Prep 15 mins
Cook 15 mins
Serve this silky soup with oyster crackers or croutons. From the New England chapter of the United States Regional Cookbook, Culinary Arts Institute of Chicago, 1947.
- 4 tablespoons butter
- 3 tablespoons flour
- 3 cups milk
- 1 teaspoon salt
- 1⁄4 teaspoon pepper
- 1 pint oyster, with their liquor
- 1⁄4 teaspoon celery salt
- 1 egg, separated
- 3⁄4 cup condensed tomato soup, undiluted
- Beat egg yolk until light, reserve; whip egg white to stiff peaks and place into tureen.
- Melt butter in saucepan, add flour and blend.
- Add milk radually, stirring constantly.
- Stir until very smooth; add salt and pepper.
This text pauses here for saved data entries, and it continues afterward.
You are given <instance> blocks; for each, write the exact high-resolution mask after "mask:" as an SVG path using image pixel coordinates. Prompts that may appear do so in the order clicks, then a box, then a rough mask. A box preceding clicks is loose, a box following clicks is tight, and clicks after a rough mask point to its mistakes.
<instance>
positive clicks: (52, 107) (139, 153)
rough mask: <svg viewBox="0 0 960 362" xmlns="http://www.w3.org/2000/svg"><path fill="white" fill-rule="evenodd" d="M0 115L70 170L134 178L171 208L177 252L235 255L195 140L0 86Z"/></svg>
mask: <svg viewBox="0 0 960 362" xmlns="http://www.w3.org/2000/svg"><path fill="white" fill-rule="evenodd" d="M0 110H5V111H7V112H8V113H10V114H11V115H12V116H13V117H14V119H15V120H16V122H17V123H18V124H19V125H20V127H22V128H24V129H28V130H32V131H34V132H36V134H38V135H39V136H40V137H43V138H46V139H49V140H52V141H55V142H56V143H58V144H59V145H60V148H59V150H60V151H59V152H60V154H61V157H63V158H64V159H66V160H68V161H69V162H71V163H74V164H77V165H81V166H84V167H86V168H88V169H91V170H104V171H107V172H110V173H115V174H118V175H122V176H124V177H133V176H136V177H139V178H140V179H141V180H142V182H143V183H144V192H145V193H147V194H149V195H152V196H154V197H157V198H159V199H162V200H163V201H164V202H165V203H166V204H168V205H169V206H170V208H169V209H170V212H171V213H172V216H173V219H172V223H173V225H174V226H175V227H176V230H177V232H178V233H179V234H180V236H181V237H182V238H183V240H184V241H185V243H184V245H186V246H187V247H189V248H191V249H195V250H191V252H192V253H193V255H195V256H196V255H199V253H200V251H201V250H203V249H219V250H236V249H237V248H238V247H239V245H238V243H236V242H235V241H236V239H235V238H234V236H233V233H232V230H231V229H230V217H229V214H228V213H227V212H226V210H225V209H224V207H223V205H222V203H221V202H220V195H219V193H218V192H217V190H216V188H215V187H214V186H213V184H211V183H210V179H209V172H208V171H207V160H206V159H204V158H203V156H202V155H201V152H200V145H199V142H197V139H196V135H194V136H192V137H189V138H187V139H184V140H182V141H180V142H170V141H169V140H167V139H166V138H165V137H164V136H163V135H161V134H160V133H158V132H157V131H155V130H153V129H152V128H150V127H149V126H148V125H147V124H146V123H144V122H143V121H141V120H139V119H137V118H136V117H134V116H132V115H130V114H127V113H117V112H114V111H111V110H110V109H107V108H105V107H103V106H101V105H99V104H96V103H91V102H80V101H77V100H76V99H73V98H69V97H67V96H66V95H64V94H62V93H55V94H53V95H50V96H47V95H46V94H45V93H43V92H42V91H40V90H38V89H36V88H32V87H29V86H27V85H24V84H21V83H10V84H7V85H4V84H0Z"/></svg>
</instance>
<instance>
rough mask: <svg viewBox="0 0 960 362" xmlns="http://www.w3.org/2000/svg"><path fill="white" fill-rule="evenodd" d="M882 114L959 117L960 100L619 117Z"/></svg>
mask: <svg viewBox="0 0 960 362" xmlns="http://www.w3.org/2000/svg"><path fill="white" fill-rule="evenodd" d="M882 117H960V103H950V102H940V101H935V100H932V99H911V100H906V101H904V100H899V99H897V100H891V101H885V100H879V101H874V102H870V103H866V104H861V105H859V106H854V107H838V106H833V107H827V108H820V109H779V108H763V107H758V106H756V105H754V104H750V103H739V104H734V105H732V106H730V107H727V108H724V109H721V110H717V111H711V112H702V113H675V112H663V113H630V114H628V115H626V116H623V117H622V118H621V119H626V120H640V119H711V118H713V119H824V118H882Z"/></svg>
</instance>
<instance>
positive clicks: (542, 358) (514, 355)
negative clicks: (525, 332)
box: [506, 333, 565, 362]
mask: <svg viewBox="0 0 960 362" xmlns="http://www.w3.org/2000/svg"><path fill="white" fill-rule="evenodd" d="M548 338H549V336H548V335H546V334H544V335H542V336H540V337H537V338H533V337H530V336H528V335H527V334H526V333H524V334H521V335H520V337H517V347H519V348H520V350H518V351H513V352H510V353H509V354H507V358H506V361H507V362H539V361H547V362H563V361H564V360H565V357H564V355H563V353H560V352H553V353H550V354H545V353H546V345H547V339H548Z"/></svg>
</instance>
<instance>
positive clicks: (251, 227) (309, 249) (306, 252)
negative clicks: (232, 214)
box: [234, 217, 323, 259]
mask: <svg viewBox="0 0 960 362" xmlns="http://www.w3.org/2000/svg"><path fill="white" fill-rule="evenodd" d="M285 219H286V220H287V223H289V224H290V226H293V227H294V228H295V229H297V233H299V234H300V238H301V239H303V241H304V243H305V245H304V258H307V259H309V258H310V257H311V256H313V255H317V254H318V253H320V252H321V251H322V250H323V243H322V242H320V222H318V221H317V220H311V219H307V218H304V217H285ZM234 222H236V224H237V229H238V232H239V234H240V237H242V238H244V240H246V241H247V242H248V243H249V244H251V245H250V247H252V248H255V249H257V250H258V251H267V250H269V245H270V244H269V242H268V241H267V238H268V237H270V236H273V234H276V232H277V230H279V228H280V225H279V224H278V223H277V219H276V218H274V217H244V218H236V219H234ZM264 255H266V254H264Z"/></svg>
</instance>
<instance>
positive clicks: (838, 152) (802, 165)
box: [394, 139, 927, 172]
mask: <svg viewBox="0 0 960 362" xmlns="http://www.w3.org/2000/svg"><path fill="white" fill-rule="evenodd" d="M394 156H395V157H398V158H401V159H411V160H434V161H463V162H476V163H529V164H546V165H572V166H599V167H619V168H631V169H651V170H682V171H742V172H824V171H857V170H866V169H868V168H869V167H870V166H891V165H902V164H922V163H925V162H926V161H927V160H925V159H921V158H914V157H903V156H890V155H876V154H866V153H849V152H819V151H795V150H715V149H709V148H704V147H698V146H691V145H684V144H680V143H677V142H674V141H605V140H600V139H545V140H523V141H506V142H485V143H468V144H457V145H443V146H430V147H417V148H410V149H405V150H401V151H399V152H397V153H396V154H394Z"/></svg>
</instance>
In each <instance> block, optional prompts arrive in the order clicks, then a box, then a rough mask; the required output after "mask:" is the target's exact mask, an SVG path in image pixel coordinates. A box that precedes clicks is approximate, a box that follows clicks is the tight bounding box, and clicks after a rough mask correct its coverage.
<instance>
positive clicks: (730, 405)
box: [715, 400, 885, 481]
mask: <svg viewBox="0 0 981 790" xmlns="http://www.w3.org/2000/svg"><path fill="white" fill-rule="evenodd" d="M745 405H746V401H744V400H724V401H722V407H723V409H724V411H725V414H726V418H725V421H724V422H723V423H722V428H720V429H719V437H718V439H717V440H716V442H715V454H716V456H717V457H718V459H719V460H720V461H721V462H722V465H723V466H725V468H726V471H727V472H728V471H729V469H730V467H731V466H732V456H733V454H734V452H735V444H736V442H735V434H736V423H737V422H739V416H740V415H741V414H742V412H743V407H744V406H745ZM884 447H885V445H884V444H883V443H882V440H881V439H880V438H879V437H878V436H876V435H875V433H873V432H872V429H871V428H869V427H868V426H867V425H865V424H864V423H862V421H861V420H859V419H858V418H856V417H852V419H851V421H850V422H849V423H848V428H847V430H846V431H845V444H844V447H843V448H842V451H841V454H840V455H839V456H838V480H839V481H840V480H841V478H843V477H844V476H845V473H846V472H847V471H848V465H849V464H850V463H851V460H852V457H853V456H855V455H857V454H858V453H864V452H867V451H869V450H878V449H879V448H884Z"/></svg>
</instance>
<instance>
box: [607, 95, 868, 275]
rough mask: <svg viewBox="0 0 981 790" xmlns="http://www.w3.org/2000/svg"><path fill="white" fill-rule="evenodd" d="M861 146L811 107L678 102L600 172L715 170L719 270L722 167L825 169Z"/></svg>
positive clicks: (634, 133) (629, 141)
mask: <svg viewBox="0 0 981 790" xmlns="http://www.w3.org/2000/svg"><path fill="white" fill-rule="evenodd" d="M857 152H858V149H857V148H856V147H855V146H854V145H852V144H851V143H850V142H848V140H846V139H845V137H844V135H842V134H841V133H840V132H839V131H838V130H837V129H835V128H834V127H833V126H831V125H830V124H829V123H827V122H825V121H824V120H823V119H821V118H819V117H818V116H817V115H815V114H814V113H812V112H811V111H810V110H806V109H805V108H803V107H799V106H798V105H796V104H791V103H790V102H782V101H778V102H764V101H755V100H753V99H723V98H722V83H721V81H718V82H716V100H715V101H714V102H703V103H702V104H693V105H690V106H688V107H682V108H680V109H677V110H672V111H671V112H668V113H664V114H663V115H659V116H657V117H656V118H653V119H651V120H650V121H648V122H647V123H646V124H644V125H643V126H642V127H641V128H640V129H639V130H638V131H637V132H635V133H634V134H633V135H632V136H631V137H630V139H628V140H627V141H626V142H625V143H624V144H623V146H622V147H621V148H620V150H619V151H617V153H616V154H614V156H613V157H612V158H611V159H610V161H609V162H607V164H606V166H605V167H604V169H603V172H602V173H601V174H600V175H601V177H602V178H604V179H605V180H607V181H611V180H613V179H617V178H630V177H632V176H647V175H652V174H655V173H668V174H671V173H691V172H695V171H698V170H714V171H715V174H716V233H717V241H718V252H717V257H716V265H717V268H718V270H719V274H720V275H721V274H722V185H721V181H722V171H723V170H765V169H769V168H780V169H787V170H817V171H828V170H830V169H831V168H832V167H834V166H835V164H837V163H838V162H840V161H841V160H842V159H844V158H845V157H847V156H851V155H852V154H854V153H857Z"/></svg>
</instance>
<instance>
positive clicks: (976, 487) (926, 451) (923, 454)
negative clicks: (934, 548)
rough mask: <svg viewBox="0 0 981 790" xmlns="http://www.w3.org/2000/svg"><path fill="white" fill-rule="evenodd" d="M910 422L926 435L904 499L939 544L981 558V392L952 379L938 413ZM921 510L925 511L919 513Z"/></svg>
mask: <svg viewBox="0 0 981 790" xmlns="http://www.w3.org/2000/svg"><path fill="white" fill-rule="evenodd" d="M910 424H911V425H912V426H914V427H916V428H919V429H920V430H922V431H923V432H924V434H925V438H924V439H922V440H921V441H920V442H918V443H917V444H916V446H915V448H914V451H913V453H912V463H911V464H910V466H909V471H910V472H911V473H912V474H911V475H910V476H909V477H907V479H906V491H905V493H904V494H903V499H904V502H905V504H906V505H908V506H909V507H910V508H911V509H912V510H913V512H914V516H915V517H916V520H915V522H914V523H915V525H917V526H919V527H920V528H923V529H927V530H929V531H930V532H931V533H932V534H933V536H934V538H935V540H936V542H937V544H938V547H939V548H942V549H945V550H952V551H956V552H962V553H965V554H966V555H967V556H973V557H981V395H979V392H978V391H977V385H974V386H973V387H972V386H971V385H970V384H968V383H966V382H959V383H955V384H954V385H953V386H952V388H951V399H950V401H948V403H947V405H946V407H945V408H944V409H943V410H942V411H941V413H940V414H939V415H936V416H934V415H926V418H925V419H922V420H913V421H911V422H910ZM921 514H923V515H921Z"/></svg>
- Cook oysters with celery salt in remaining tablespoon butter and the oyster liquor.
- When the edges of the oysters curl, add the hot oyster liquor to the beaten egg yolk, stirring constantly.
- Add the oyster mixture and oysters to the sauce in saucepan.
- After the oysters are added, the mixture should not be permitted to boil.
- Stir in the tomato soup, which has been heated.
- Pour soup over the whipped egg white, mixing carefully.